Flying offers the opportunity to disconnect from the internet — unless you pay for it — and turn your mind off from the constant barrage of phone notifications.
Why not spend that time getting smarter on a topic you’ve always wanted to learn more about.
With that in mind, Business Insider found seven smart books you can finish over the course of a single plane ride. They are short, visually stimulating, or both. For this list we selected an array of lengths, from a 64-page book that’s perfect for your hour-long flight, to a 320-page book that would fit the bill if you fly coast-to-coast.
Below we’ve listed them in order of length, from shortest to longest.
So grab one, or a few, for your next flight, and get smarter by the time you’ve deplaned.
‘Thing Explainer: Complicated Stuff in Simple Words’ by Randall Munroe
‘Thing Explainer’ is intentionally short and simple to understand. The 64-page book uses drawings and the 1,000 most common words to give readers simple explanations for different complicated subjects.
MacArthur Genius Grant winner Chimamanda Ngozi Adichie expanded on a popular TED talk by the same name to write her 64-page book.

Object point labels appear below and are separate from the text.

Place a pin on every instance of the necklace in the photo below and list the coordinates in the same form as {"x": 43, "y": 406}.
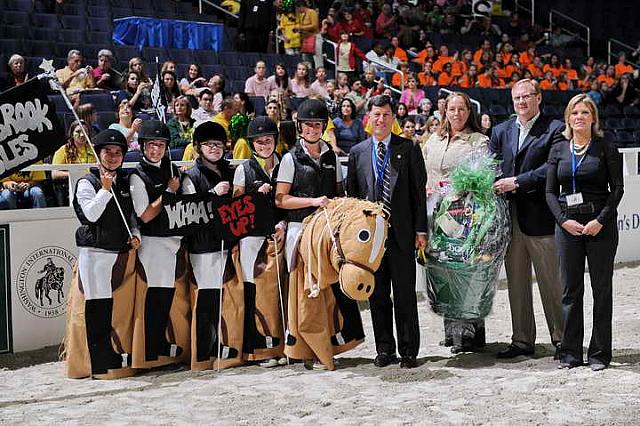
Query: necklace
{"x": 580, "y": 149}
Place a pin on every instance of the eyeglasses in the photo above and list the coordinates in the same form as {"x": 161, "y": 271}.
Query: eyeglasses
{"x": 212, "y": 145}
{"x": 524, "y": 97}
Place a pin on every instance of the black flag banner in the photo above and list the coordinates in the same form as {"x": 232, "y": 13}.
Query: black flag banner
{"x": 230, "y": 218}
{"x": 29, "y": 127}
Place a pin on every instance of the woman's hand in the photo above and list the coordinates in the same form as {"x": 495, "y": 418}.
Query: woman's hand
{"x": 106, "y": 178}
{"x": 592, "y": 228}
{"x": 574, "y": 228}
{"x": 173, "y": 185}
{"x": 221, "y": 188}
{"x": 134, "y": 242}
{"x": 320, "y": 201}
{"x": 265, "y": 188}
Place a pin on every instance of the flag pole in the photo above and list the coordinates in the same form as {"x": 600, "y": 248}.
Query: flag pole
{"x": 57, "y": 86}
{"x": 160, "y": 110}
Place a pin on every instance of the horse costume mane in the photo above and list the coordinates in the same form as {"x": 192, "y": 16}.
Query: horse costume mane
{"x": 344, "y": 243}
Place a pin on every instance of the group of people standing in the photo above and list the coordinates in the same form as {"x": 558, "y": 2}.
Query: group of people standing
{"x": 563, "y": 183}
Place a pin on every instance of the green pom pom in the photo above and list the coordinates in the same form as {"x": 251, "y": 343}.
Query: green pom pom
{"x": 238, "y": 126}
{"x": 476, "y": 176}
{"x": 288, "y": 6}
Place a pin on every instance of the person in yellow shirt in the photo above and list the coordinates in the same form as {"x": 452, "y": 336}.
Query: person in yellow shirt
{"x": 75, "y": 151}
{"x": 292, "y": 39}
{"x": 22, "y": 188}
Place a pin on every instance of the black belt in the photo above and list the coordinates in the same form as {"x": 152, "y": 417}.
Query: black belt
{"x": 584, "y": 208}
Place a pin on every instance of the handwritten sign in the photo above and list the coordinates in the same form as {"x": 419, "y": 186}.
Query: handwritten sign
{"x": 230, "y": 218}
{"x": 29, "y": 127}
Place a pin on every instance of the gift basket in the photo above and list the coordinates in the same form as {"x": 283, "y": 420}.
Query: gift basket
{"x": 470, "y": 232}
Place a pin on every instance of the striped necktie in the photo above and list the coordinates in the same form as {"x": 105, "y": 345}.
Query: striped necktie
{"x": 384, "y": 186}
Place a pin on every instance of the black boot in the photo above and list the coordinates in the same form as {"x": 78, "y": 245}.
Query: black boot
{"x": 156, "y": 318}
{"x": 97, "y": 315}
{"x": 206, "y": 320}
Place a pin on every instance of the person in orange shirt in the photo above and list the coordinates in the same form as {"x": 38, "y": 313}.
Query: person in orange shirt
{"x": 399, "y": 53}
{"x": 589, "y": 66}
{"x": 485, "y": 47}
{"x": 428, "y": 54}
{"x": 426, "y": 78}
{"x": 469, "y": 79}
{"x": 397, "y": 79}
{"x": 496, "y": 81}
{"x": 514, "y": 79}
{"x": 553, "y": 66}
{"x": 536, "y": 68}
{"x": 549, "y": 83}
{"x": 567, "y": 68}
{"x": 526, "y": 58}
{"x": 445, "y": 79}
{"x": 563, "y": 82}
{"x": 622, "y": 67}
{"x": 443, "y": 59}
{"x": 484, "y": 79}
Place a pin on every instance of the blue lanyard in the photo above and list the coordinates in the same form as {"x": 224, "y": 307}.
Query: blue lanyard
{"x": 574, "y": 166}
{"x": 379, "y": 172}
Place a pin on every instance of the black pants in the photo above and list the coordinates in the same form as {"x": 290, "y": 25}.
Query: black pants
{"x": 600, "y": 252}
{"x": 396, "y": 271}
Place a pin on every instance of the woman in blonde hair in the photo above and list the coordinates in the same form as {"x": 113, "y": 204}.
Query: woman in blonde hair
{"x": 584, "y": 188}
{"x": 458, "y": 138}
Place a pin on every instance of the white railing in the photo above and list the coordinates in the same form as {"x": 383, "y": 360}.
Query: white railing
{"x": 611, "y": 54}
{"x": 554, "y": 13}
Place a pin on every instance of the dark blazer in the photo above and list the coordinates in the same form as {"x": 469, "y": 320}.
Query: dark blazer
{"x": 529, "y": 165}
{"x": 408, "y": 179}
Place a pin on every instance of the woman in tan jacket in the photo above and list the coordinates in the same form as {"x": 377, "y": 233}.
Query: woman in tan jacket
{"x": 459, "y": 138}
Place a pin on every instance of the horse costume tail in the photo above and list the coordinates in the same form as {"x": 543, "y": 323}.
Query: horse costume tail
{"x": 109, "y": 340}
{"x": 153, "y": 345}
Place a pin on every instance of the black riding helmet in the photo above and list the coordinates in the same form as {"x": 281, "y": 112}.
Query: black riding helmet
{"x": 209, "y": 130}
{"x": 110, "y": 137}
{"x": 312, "y": 110}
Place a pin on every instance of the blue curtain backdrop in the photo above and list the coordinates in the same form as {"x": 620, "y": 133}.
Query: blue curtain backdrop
{"x": 152, "y": 32}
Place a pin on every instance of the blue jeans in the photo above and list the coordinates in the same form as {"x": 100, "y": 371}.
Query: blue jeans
{"x": 9, "y": 199}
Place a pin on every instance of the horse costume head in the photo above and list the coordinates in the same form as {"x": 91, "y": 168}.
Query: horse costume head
{"x": 344, "y": 243}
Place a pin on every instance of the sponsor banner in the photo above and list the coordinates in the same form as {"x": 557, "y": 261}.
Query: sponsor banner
{"x": 29, "y": 127}
{"x": 43, "y": 254}
{"x": 5, "y": 290}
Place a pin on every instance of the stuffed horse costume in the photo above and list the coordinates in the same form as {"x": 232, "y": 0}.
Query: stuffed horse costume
{"x": 339, "y": 250}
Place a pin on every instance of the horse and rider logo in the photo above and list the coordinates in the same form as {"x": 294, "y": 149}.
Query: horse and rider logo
{"x": 42, "y": 281}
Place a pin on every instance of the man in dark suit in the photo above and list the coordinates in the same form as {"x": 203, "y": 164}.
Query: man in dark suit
{"x": 390, "y": 169}
{"x": 523, "y": 145}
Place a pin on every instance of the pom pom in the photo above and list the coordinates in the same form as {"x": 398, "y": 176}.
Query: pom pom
{"x": 238, "y": 126}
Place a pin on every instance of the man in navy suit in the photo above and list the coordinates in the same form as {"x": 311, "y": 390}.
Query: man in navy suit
{"x": 390, "y": 169}
{"x": 523, "y": 145}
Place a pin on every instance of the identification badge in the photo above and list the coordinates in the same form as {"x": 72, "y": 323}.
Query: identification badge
{"x": 574, "y": 199}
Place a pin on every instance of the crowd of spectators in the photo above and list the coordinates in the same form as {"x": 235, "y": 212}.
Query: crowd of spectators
{"x": 411, "y": 40}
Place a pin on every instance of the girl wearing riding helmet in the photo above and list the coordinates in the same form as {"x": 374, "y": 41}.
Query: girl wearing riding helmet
{"x": 257, "y": 175}
{"x": 102, "y": 238}
{"x": 154, "y": 176}
{"x": 309, "y": 175}
{"x": 211, "y": 173}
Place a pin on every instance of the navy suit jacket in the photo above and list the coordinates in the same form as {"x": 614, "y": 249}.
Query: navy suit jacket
{"x": 408, "y": 179}
{"x": 529, "y": 165}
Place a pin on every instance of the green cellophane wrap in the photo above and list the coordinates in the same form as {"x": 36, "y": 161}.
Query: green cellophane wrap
{"x": 470, "y": 232}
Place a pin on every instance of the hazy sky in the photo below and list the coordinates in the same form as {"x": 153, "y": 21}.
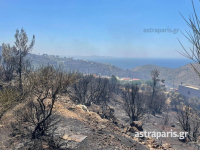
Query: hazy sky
{"x": 98, "y": 27}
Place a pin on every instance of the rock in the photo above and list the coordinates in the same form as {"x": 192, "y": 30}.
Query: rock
{"x": 112, "y": 109}
{"x": 137, "y": 124}
{"x": 166, "y": 146}
{"x": 83, "y": 107}
{"x": 173, "y": 125}
{"x": 133, "y": 129}
{"x": 155, "y": 123}
{"x": 65, "y": 137}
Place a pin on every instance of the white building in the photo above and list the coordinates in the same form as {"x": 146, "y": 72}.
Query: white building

She provides a modern-day definition of feminism, and explores the sexual politics at work in society today.
‘The War of Independence’ by John Fiske
Originally published in 1890, this 115-page book provides a historical perspective on the American Revolution 100 years following the war, rather than today’s more than 230 years. It was written by a historian and scholar who graduated from Harvard Law School.
‘Payoff: The Hidden Logic That Shapes Our Motivations’ by Dan Ariely
This 128-page TED book investigates the nature of motivation and is written by behavioral economist Dan Ariely. The book provides lessons on approaching important choices in one’s own life.
This 240-page book explores the competitive benefits of being creative, and opines creative people have a powerful tool that needs to be harnessed.
‘The Visual Miscellaneum: A Colorful Guide to the World’s Most Consequential Trivia’ by David McCandless
‘The Visual Miscellaneum’ uses graphs, charts, and illustrations in its 256 pages to help readers make sense of facts and statistics. It covers topics from how long it takes different condiments to spoil to world maps of Internet search terms.
‘Prisoners of Geography: Ten Maps That Tell You Everything You Need to Know About Global Politics’ by Tim Marshall
“Prisoners of Geography” is 320 pages and uses maps to offer insight into world history, answering everything from Putin’s obsession with Crimea to why the USA became a superpower.